Deploying a remote Dask cluster involves some [additional setup](https://distributed.dask.org/en/latest/setup.html). There are several open source projects for deploying a Dask cluster on commonly used computing resources:

- [Dask-Kubernetes](https://kubernetes.dask.org/en/latest/) for deploying Dask using native Kubernetes APIs
- [Dask-Yarn](https://yarn.dask.org/en/latest/) for deploying Dask on YARN clusters
- [Dask-Jobqueue](https://jobqueue.dask.org/en/latest/) for deploying Dask on job queuing systems (e.g. PBS, Slurm, etc.)
- [Dask Cloud Provider](https://cloudprovider.dask.org/en/latest/) for deploying Dask on cloud-based infrastructure (e.g. AWS Fargate, AzureML)
- [Dask-MPI](http://mpi.dask.org/en/latest/) for deploying Dask on existing MPI environments

Setting up the distributed scheduler locally just involves creating a `Client` object, which lets you interact with the "cluster" (local threads or processes on your machine).

In [13]:
from dask.distributed import Client

In [14]:
client = Client()
client

Perhaps you already have a cluster running?
Hosting the HTTP server on port 64878 instead


0,1
Client  Scheduler: tcp://127.0.0.1:64879  Dashboard: http://127.0.0.1:64878/status,Cluster  Workers: 4  Cores: 8  Memory: 8.50 GB


**Note**: when we create a distributed scheduler `Client`, by default it registers itself as the default Dask scheduler. All `.compute()` calls will automatically start using the distributed scheduler unless otherwise told to use a different scheduler. 

The distributed scheduler has many features:

- [Sophisticated memory management](https://distributed.dask.org/en/latest/memory.html)

- [Data locality](https://distributed.dask.org/en/latest/locality.html)

- [Adaptive deployments](https://distributed.dask.org/en/latest/adaptive.html)

- [Cluster resilience](https://distributed.dask.org/en/latest/resilience.html)

- ...

See the [Dask distributed documentation](https://distributed.dask.org) for full details about all the distributed scheduler features.

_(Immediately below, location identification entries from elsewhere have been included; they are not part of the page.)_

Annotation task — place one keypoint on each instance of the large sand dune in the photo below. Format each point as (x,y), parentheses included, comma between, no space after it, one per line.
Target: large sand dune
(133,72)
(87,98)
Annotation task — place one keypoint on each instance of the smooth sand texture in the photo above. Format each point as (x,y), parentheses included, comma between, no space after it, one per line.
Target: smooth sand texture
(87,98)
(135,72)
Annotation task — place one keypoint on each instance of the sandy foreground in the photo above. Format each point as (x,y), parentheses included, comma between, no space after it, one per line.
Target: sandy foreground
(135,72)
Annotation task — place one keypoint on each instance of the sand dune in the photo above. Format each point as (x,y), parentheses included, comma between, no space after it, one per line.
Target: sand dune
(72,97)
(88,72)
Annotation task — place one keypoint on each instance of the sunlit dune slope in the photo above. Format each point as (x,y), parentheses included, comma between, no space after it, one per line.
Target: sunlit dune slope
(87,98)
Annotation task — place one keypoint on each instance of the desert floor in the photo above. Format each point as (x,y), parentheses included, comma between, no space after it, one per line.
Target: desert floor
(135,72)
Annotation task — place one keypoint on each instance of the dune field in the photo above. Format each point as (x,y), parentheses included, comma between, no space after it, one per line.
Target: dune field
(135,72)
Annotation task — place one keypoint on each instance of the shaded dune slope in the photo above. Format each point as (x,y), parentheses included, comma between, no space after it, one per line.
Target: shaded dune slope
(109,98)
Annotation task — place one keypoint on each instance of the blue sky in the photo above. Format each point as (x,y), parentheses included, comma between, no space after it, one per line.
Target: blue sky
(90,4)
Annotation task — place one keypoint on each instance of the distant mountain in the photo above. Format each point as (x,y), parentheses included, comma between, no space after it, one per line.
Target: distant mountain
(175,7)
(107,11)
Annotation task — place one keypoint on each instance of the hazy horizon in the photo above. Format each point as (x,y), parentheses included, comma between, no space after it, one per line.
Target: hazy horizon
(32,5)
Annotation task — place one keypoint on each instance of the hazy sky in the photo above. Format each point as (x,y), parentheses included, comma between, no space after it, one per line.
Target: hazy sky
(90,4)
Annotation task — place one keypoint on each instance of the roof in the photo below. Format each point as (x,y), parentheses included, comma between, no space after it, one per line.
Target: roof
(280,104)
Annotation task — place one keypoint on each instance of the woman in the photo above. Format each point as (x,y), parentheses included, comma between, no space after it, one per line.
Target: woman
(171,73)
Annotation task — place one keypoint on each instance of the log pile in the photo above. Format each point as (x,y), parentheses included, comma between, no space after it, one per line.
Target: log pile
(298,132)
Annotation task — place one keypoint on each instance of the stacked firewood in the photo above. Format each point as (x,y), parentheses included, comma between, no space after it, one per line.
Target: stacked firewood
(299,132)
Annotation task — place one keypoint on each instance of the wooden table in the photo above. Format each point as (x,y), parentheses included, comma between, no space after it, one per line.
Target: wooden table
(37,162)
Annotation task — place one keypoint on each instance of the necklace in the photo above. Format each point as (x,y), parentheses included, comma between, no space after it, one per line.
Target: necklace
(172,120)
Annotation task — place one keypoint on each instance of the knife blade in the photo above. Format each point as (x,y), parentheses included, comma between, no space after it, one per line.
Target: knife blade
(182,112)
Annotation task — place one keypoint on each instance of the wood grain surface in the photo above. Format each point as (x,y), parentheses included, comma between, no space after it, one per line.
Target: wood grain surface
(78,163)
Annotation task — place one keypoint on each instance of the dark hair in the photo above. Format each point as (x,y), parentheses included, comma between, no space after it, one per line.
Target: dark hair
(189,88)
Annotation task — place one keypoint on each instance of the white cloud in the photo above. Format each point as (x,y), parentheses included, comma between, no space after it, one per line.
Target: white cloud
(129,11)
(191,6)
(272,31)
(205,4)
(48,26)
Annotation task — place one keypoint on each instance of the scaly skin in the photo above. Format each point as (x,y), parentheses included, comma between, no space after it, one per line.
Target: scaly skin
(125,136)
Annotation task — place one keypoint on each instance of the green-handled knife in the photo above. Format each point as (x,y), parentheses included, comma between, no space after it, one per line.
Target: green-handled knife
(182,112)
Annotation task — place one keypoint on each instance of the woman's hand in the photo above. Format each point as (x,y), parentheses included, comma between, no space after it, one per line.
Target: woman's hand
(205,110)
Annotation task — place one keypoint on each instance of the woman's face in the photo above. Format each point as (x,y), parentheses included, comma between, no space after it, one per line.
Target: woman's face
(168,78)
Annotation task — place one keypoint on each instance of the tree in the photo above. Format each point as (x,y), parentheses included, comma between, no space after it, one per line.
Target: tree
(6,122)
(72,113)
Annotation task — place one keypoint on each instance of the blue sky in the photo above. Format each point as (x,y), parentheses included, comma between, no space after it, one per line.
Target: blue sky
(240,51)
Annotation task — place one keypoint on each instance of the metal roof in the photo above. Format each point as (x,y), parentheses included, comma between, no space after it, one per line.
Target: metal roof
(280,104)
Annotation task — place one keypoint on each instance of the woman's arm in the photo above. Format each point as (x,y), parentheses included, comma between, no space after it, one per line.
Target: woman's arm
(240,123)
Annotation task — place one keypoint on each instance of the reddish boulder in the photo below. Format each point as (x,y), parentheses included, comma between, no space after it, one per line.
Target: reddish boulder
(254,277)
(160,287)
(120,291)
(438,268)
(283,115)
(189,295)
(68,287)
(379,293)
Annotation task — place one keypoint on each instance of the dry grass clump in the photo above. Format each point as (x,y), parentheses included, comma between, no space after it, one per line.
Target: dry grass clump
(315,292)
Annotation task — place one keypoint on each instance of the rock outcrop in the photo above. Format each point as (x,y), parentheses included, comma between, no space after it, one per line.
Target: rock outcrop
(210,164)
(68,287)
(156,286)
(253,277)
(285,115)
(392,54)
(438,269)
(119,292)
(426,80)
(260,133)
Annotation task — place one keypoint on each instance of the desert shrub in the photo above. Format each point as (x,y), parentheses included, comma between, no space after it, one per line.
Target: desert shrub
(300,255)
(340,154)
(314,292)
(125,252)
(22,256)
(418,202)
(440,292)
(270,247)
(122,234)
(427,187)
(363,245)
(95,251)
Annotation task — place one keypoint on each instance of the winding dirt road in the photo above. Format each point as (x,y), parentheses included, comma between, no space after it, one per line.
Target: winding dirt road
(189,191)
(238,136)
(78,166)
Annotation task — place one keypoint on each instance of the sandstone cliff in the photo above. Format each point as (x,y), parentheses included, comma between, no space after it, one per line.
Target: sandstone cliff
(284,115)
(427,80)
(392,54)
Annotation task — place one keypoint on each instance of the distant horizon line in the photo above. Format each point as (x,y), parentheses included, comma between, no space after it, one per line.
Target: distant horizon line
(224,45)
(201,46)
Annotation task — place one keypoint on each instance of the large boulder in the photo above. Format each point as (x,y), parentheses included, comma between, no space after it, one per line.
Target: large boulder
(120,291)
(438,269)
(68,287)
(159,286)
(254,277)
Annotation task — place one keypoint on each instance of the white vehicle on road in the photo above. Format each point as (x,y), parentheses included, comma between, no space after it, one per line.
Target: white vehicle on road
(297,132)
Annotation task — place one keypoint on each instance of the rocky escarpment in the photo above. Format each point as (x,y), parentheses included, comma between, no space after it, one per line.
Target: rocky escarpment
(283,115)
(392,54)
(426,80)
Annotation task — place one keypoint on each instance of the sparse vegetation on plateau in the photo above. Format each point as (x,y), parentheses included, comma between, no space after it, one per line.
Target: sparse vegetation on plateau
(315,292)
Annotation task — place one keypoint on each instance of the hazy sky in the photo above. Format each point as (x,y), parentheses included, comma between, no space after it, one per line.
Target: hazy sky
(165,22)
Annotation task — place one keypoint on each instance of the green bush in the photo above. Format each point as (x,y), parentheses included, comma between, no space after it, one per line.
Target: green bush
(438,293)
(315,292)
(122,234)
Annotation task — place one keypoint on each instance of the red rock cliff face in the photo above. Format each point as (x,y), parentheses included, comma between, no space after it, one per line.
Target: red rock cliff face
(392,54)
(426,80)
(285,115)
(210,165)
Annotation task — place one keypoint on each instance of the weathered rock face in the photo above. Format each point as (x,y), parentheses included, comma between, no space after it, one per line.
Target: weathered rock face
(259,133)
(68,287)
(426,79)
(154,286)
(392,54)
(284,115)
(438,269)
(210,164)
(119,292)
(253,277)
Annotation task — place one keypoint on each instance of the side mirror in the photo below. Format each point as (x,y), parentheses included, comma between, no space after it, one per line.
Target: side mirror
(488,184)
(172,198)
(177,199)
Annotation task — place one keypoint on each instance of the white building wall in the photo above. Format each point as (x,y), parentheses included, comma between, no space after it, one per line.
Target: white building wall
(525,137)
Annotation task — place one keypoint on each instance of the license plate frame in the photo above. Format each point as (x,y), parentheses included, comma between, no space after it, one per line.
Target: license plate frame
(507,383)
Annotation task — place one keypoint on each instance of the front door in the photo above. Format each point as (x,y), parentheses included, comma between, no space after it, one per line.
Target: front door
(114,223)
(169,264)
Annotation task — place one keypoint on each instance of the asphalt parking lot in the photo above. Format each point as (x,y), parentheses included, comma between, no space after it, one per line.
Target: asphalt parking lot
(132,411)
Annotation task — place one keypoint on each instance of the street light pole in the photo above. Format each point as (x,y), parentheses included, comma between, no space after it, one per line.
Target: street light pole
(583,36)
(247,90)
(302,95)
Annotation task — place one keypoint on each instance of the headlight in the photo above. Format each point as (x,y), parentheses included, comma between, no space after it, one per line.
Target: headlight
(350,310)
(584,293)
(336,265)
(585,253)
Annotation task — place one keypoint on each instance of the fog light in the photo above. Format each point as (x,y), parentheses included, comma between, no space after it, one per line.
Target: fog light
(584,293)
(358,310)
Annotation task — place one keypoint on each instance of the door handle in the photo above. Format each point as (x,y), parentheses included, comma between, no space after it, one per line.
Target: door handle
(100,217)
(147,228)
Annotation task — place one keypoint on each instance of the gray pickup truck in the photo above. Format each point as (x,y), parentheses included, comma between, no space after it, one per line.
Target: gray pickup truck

For this talk, we'll highlight two of the most commonly used distributed scheduler features: real time diagnostics and the futures interface.

In [15]:
result.compute()

Unnamed: 0_level_0,x,y
timestamp,Unnamed: 1_level_1,Unnamed: 2_level_1
2020-11-11 00:00:00,-0.006355,0.013654
2020-11-11 01:00:00,-0.016818,-0.000378
2020-11-11 02:00:00,-0.001648,-0.003441
2020-11-11 03:00:00,0.010456,0.002554
2020-11-11 04:00:00,0.001347,0.007363
...,...,...
2020-11-14 20:00:00,0.002659,-0.009587
2020-11-14 21:00:00,-0.007473,0.019631
2020-11-14 22:00:00,-0.010856,0.002075
2020-11-14 23:00:00,-0.002019,0.004531


# Futures interface

The Dask distributed scheduler implements a superset of Python's [`concurrent.futures`](https://docs.python.org/3/library/concurrent.futures.html) interface that allows for finer control and asynchronous computation.

In [16]:
import time

def inc(x):
    time.sleep(0.5)
    return x + 1

def double(x):
    time.sleep(0.5)
    return 2 * x

def add(x, y):
    time.sleep(0.5)
    return x + y

We can run these functions locally

In [17]:
inc(1)

2

Or we can submit them to run remotely on a Dask worker node

In [18]:
future = client.submit(inc, 1)
future

The `Client.submit` function sends a function and arguments to the distributed scheduler for processing. It returns a `Future` object that refer to remote data on the cluster. The `Future` returns immediately while the computations run remotely in the background. There is no blocking of the local Python session.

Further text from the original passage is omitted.